Os desafios para o Chile após a vitória do esquerdista millennial Boric
Os outros países da região estarão de olho em sua tentativa de reverter a insatisfação e a divisão da sociedade
Diante da multidão em festa, sobre o palco montado próximo à Praça Baquedano, epicentro dos protestos por maior bem-estar social no Chile, Gabriel Boric abriu sua fala com saudações em espanhol, aimará, mapuche e rapanui (o idioma da Ilha de Páscoa), em um gesto de inclusão dos grupos indígenas do país. “Serei o presidente de todos os chilenos, tenham ou não votado em mim”, afirmou Boric, o esquerdista tatuado, inimigo da gravata e portador de TOC que venceu, com 56% dos votos (contra 44% do ultradireitista José Antonio Katz), a disputadíssima eleição de domingo 19. Descendente de croatas, nascido em Punta Arenas, no extremo sul do continente, o ex-líder estudantil — que desistiu da faculdade de direito no último ano para entrar na política — será o mais jovem presidente do Chile quando assumir, em 11 de março: 36 anos (completados em fevereiro).

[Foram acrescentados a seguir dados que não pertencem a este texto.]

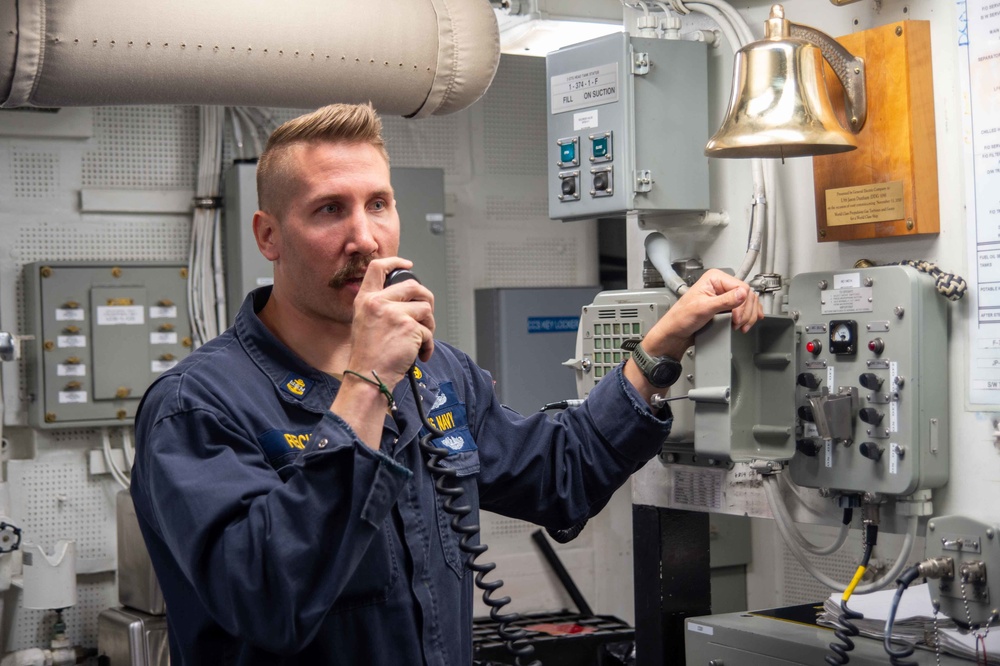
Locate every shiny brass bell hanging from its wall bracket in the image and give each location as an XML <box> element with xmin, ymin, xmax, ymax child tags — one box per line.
<box><xmin>705</xmin><ymin>5</ymin><xmax>865</xmax><ymax>159</ymax></box>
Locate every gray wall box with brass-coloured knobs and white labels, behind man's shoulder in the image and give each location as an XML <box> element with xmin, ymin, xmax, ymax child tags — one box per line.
<box><xmin>24</xmin><ymin>262</ymin><xmax>192</xmax><ymax>428</ymax></box>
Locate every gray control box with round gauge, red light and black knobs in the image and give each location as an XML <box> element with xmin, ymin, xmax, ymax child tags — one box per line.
<box><xmin>788</xmin><ymin>266</ymin><xmax>949</xmax><ymax>496</ymax></box>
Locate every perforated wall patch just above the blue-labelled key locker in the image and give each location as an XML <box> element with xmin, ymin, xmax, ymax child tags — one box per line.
<box><xmin>485</xmin><ymin>237</ymin><xmax>579</xmax><ymax>287</ymax></box>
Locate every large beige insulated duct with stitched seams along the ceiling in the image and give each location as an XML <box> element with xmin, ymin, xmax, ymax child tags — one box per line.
<box><xmin>0</xmin><ymin>0</ymin><xmax>500</xmax><ymax>117</ymax></box>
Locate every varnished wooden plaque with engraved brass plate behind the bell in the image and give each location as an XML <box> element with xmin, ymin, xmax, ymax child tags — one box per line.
<box><xmin>813</xmin><ymin>21</ymin><xmax>940</xmax><ymax>241</ymax></box>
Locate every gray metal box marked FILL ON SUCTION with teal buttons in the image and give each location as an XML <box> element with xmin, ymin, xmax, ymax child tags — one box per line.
<box><xmin>545</xmin><ymin>33</ymin><xmax>709</xmax><ymax>220</ymax></box>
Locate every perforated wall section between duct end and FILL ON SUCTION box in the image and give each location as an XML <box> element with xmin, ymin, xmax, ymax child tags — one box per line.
<box><xmin>483</xmin><ymin>55</ymin><xmax>548</xmax><ymax>175</ymax></box>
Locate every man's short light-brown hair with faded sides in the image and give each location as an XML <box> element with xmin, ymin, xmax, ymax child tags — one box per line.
<box><xmin>257</xmin><ymin>103</ymin><xmax>389</xmax><ymax>217</ymax></box>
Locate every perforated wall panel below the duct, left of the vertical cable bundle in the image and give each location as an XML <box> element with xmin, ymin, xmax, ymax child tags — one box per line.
<box><xmin>82</xmin><ymin>106</ymin><xmax>198</xmax><ymax>190</ymax></box>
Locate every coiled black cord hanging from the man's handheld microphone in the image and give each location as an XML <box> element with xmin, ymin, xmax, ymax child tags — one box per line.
<box><xmin>406</xmin><ymin>368</ymin><xmax>541</xmax><ymax>666</ymax></box>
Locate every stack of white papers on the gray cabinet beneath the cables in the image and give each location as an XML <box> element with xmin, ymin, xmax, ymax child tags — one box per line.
<box><xmin>816</xmin><ymin>583</ymin><xmax>1000</xmax><ymax>664</ymax></box>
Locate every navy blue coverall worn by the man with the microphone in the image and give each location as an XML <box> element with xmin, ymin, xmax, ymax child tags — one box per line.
<box><xmin>131</xmin><ymin>287</ymin><xmax>670</xmax><ymax>666</ymax></box>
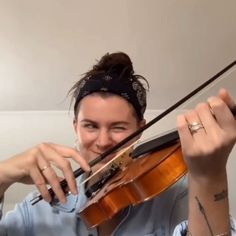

Boric foi escolhido justamente pela juventude e por não ter laços com a política tradicional, mas o pouco traquejo torna ainda mais desafiadora a tarefa que tem pela frente: restaurar a confiança de uma população altamente insatisfeita e dividida, onde quem tem menos quer melhor distribuição de riqueza, saúde, educação e benefícios sociais e quem tem mais reivindica reforço da segurança pública, fim dos confrontos sociais e recuperação da economia, após um recuo do PIB de 6% em 2020. Enquanto um lado exige que seja abolido o neoliberalismo extremo implantado pela ditadura militar, o outro bate o pé para que nada mude, em nome do vigor econômico que ele suscitou. “Há um grande mal-estar social e desconfiança das instituições. Se o novo presidente conseguir reverter esse cenário, o Chile pode se tornar um farol para os outros países da América do Sul”, diz o cientista político Daniel Zovatto, diretor regional do Instituto para Democracia e Assistência Eleitoral.
O movimento pendular das preferências do eleitorado, que alterna direita com esquerda no poder, tem estado especialmente ativo nestes tempos de polarização intensa da sociedade. Na América do Sul, hoje uma região de pouca relevância no mapa geopolítico global, o olhar distante das nações poderosas para os rumos regionais tem facilitado a ascensão de novatos, como Boric e o pouco conhecido professor rural Pedro Castillo, eleito presidente do Peru, e de ondas de protestos de rua contra a ordem estabelecida, como a que move organizações sindicais nas grandes cidades da Colômbia e a que insufla revoltas nas populações indígenas do próprio Chile e da Argentina. Neste cenário, a atuação de Boric — que fala em taxar grandes conglomerados e grandes fortunas para financiar maior igualdade social e, ao mesmo tempo, condena os governos ditatoriais de Cuba e da Venezuela — será, de fato, um teste para o que vem por aí em nível continental. No Chile, a mudança já começou: “companheira” (o termo que ele costuma usar) há dois anos do presidente eleito, a cientista política Irina Karamanos, 32 anos, quer distância do título de primeira-dama, que o próprio Boric, millennial que é, já declarou não fazer “o menor sentido”.